Highlights: Sunshine In Chicago, Among The Leaves, Track Number 8
As you would probably expect, Mark Kozelek, that sad-eyed purveyor of elegant gloom (sometimes labeled ‘slowcore’), doesn’t change all that much. Well, granted, if you compare this new Sun Kil Moon stuff with his celebrated (I’m using the word in its least overblown sense) Red House Painters records from the 90’s, you will get something dangerously close to a happy, upbeat sell-out. Which, of course, Among The Leaves is not.

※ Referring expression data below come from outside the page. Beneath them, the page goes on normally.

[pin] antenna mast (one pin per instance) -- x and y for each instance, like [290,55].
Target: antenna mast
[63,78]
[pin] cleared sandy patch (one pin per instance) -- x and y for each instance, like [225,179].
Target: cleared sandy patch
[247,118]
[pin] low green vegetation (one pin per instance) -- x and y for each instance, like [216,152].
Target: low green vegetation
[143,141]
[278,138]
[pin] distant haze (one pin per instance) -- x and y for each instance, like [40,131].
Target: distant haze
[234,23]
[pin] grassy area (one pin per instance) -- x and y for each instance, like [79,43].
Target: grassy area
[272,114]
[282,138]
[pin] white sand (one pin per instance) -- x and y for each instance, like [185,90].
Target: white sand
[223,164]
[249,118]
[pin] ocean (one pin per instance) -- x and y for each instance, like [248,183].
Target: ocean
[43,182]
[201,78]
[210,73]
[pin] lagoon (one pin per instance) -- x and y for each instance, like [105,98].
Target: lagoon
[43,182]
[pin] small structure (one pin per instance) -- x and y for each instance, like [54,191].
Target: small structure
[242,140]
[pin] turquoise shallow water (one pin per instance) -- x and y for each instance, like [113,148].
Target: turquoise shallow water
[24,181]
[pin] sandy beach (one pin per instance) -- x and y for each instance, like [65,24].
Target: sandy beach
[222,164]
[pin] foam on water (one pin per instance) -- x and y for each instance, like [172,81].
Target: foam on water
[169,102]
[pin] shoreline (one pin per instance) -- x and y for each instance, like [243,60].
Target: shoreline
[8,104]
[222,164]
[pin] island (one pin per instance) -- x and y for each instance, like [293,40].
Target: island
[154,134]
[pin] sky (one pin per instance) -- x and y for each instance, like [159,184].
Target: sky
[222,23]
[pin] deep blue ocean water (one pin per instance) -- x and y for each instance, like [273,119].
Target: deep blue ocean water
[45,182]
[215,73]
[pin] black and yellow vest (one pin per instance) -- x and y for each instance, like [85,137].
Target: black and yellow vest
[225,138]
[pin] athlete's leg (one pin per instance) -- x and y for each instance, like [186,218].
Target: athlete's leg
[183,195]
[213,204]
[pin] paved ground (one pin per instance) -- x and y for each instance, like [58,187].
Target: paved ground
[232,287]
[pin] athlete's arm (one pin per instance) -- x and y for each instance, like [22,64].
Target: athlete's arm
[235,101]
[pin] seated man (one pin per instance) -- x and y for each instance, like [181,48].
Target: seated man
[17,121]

Among The Leaves is a superior folk album by an artist who stays true to his long and well-honed aesthetic. It’s depressing (even when it isn’t), it’s slow (even when it’s actually quite pacey), it’s monotonous (even when Mark tries some diversity), and it’s extremely lovely. All through these 17 songs you wallow in that monochrome cascade of hazy, woozy loveliness and try to decide whether they are all brilliant or all rather mediocre. Then blurry, uncertain outlines of Kozelek’s classics begin to peep out – slowly, reluctantly. Like the memorable, beautifully orchestrated title track; the dark, waltzy “Track Number 8” (which is, of course, track number 11); the fluid, lilting folk ballad called “That Bird Has A Broken Wing”.
Fans might consider it Mark’s White Album or something, but I would insist on some editing. Yes, it’s essentially a pop record and there’s not a bad song anywhere in sight, but this stuff is still much too samey not to become slightly tiresome after 40 minutes or so. The voice is lovely though, weary but lovely.
Self-indulgent. Having said that, ‘guys in tennis shoes’ surely won’t mind.